With all the competition out there, we often forget content marketing is not just about creating content regarding some category or the interest spheres of a specific target audience at the top of the funnel. It’s not just about about providing stuff that relates to branding, the vague notion of thought leadership, keywords and categories, to name just a few. If there’s a disconnect between sales and marketing, could it be that we don’t understand sales enough? What makes them act? What do they deem relevant for their customers and goals? There is nothing wrong with content about products and content whereby target audiences learn how to solve an issue they’re facing while including products that match the different parts of the solution. Implementation guides, how-to guides featuring products, you name it. Your prospects need them somewhere across the buying journey. And your sales teams need them, at tradeshows for instance.

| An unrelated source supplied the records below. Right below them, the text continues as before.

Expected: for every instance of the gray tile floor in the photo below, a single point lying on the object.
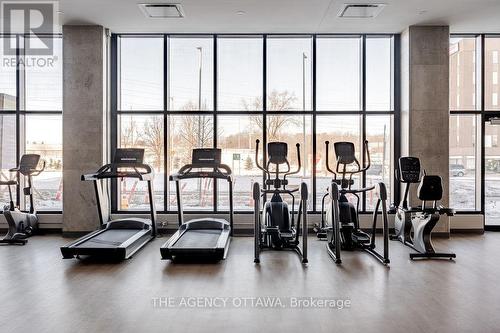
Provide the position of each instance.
(43, 293)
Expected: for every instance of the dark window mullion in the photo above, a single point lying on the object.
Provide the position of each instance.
(215, 125)
(363, 116)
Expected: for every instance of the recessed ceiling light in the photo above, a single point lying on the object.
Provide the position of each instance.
(361, 10)
(162, 10)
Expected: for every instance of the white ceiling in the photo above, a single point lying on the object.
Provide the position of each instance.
(284, 16)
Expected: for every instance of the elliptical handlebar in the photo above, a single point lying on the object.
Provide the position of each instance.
(39, 171)
(299, 166)
(327, 143)
(257, 142)
(29, 172)
(367, 153)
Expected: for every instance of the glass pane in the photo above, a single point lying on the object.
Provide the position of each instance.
(239, 74)
(338, 74)
(141, 74)
(463, 87)
(379, 135)
(289, 74)
(142, 132)
(334, 129)
(379, 74)
(7, 77)
(44, 79)
(492, 174)
(7, 155)
(236, 138)
(191, 74)
(463, 162)
(491, 69)
(293, 130)
(48, 144)
(185, 134)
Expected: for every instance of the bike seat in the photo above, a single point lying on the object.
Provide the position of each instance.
(286, 234)
(447, 211)
(360, 237)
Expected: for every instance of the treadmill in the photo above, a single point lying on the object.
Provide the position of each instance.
(203, 238)
(117, 239)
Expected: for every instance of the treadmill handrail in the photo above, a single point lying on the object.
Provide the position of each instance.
(110, 171)
(222, 171)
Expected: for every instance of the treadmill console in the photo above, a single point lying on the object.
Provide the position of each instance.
(29, 162)
(345, 152)
(129, 156)
(409, 169)
(277, 152)
(206, 158)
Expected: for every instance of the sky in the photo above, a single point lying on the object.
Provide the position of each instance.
(240, 72)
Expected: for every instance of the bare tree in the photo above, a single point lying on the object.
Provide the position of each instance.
(276, 101)
(152, 136)
(129, 134)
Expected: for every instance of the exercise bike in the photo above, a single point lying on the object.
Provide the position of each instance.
(22, 224)
(413, 225)
(275, 226)
(340, 222)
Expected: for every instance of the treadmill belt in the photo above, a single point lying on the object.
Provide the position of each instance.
(110, 238)
(198, 239)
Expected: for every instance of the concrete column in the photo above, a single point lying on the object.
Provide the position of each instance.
(84, 104)
(424, 102)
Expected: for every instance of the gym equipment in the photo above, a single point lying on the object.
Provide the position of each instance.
(22, 224)
(342, 229)
(413, 225)
(205, 238)
(275, 227)
(121, 238)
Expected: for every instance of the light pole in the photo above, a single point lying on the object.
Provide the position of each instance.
(199, 48)
(304, 58)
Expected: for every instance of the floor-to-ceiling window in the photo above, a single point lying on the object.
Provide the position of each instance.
(173, 93)
(31, 115)
(474, 131)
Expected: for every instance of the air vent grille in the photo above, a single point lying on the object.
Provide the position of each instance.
(361, 10)
(162, 10)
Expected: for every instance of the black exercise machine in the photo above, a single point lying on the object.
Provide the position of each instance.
(22, 224)
(342, 229)
(275, 227)
(203, 238)
(413, 225)
(121, 238)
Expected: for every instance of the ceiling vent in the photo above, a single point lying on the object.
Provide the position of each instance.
(361, 10)
(162, 10)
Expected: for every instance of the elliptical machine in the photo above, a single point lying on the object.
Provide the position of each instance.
(22, 224)
(275, 226)
(342, 229)
(413, 225)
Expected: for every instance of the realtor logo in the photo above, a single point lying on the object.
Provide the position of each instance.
(33, 18)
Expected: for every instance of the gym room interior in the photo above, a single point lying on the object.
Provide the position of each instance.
(251, 166)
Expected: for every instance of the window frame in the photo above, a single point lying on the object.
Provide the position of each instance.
(315, 209)
(484, 115)
(20, 111)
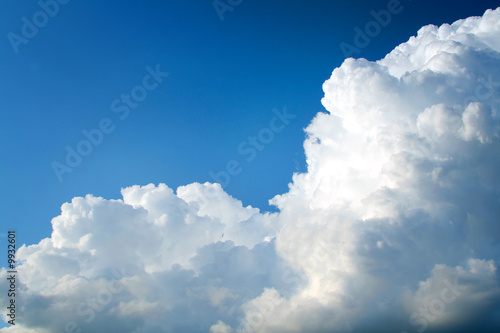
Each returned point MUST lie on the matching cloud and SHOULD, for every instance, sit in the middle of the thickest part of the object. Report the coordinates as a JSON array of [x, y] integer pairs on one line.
[[394, 226]]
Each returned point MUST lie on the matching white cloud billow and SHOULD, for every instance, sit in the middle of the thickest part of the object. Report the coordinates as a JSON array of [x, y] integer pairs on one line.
[[394, 226]]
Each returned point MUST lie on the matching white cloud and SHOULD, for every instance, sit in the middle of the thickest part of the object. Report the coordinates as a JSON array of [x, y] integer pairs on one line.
[[401, 199]]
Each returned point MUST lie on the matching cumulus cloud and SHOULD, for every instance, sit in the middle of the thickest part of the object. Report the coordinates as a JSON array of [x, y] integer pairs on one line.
[[394, 226]]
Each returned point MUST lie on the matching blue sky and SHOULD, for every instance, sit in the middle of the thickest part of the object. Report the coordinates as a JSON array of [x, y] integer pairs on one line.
[[210, 89], [225, 79]]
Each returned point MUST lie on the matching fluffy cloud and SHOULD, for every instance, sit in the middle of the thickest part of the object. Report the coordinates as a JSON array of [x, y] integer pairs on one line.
[[394, 226]]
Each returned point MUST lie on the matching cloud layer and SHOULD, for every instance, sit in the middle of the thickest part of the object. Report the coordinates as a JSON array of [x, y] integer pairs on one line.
[[394, 226]]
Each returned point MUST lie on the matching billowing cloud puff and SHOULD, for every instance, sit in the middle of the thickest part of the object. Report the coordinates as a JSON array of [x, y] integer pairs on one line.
[[395, 226]]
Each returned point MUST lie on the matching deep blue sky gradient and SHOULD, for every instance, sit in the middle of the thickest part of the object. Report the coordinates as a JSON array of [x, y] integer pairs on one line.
[[225, 79]]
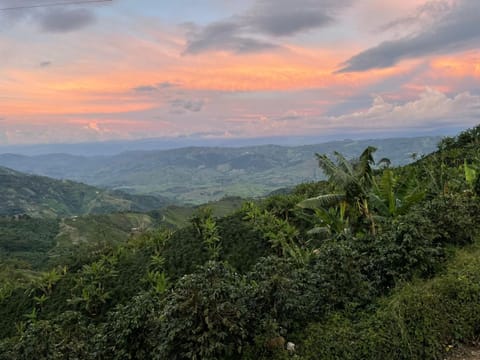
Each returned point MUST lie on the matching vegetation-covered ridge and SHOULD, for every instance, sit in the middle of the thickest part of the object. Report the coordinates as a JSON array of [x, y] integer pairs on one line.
[[375, 263], [40, 196], [200, 174]]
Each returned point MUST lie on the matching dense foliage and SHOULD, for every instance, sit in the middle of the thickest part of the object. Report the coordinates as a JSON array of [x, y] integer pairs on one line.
[[375, 263]]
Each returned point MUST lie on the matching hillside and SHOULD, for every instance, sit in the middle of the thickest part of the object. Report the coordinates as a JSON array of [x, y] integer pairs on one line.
[[373, 263], [40, 196], [201, 174]]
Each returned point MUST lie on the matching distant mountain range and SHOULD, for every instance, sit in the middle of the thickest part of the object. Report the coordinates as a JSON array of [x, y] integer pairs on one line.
[[40, 196], [201, 174]]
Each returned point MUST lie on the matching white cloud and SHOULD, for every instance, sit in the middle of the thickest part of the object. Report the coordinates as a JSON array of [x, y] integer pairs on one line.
[[432, 109]]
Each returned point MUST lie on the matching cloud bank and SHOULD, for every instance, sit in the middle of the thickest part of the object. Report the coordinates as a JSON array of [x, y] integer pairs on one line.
[[458, 29], [256, 29]]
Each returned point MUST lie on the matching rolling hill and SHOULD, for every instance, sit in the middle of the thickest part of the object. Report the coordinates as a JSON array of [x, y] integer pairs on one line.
[[201, 174], [39, 196]]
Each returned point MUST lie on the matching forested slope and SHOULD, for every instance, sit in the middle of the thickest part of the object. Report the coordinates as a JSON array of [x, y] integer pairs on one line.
[[375, 263], [40, 196]]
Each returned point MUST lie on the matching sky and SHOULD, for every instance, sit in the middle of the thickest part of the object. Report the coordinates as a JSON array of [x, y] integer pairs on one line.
[[132, 69]]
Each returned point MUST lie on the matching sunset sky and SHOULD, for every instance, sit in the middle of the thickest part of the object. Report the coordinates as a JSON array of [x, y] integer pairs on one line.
[[130, 69]]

All this might seem obvious but do we really act upon it? Here’s another lesson from real-life experience: sometimes marketers are having meetings about what content to create next while never leaving their own silo and sitting in big editorial meetings.

And while they have no more clue what to ‘create’ next or need hours of ‘brainstorming’, in another meeting room product managers are explaining to sales everything they need to know about new products and solutions, why they have been developed, what were the market and customer drivers to develop them, and so much more. And at the same time, sales is providing input from the market that helps the product squad. Yes, a lot of great content happening there indeed. Are you there to capture it?

Disconnected content challenges: can a Chief Content Officer help?

Often organizations turn to new functions such as ‘Chief Content Officers’ to solve all the mentioned problems. But here’s the thing: it doesn’t matter whom you appoint to what new function. If the buy-in and culture is not there or the politics rule, you will always fail.

If the reporting lines, processes, resources and goals are defined so that politics de facto become impossible, more often than not there’s no need to have a new “function”. Unfortunately, this regularly turns out to be a dream until the next CxO comes around.

If sales or any other stakeholder is not interested in looking at content that matters for today’s customer/prospect, you have some serious thinking to do. It’s not just about product and brand and never has been. Any sales person worth that name knows that. The old pre-online age need-based professional selling skill techniques of probing, need/opportunity identification, closing after buying signals and agreement on next steps, etc. still do apply, be it in changed contexts.

Product marketing is not just there to serve a limited number of people/divisions. It’s there because it matters in a holistic chain that in the end is about value. And so is sales. If you’re surprised to see surveys appear showing that some divisions don’t understand the content marketing strategy as in Ardath Albee’s blog or showing that a big proportion of enterprise content is never used (both internally and by customers/prospects) you often best start by looking at the internal turf wars, the buy-in and the degree in which content and information is utterly disconnected from several perspectives.

The other way around: when thinking about a content marketing strategy and making content better available (also to prevent personal content silos), you often best start by looking at everything that’s there and most people forgot about or never knew it existed to start with.

And, yes, start integrating and changing those mindsets and connecting various applications and systems too. Connect what’s disconnected and shouldn’t be. And train your teams and execs to learn how to connect those dots.

PS: content marketing is never done, it’s ongoing, and so is an integrated, intelligent, people-centric and purpose-oriented identification and optimization of all that content now sitting in silos without every being properly used.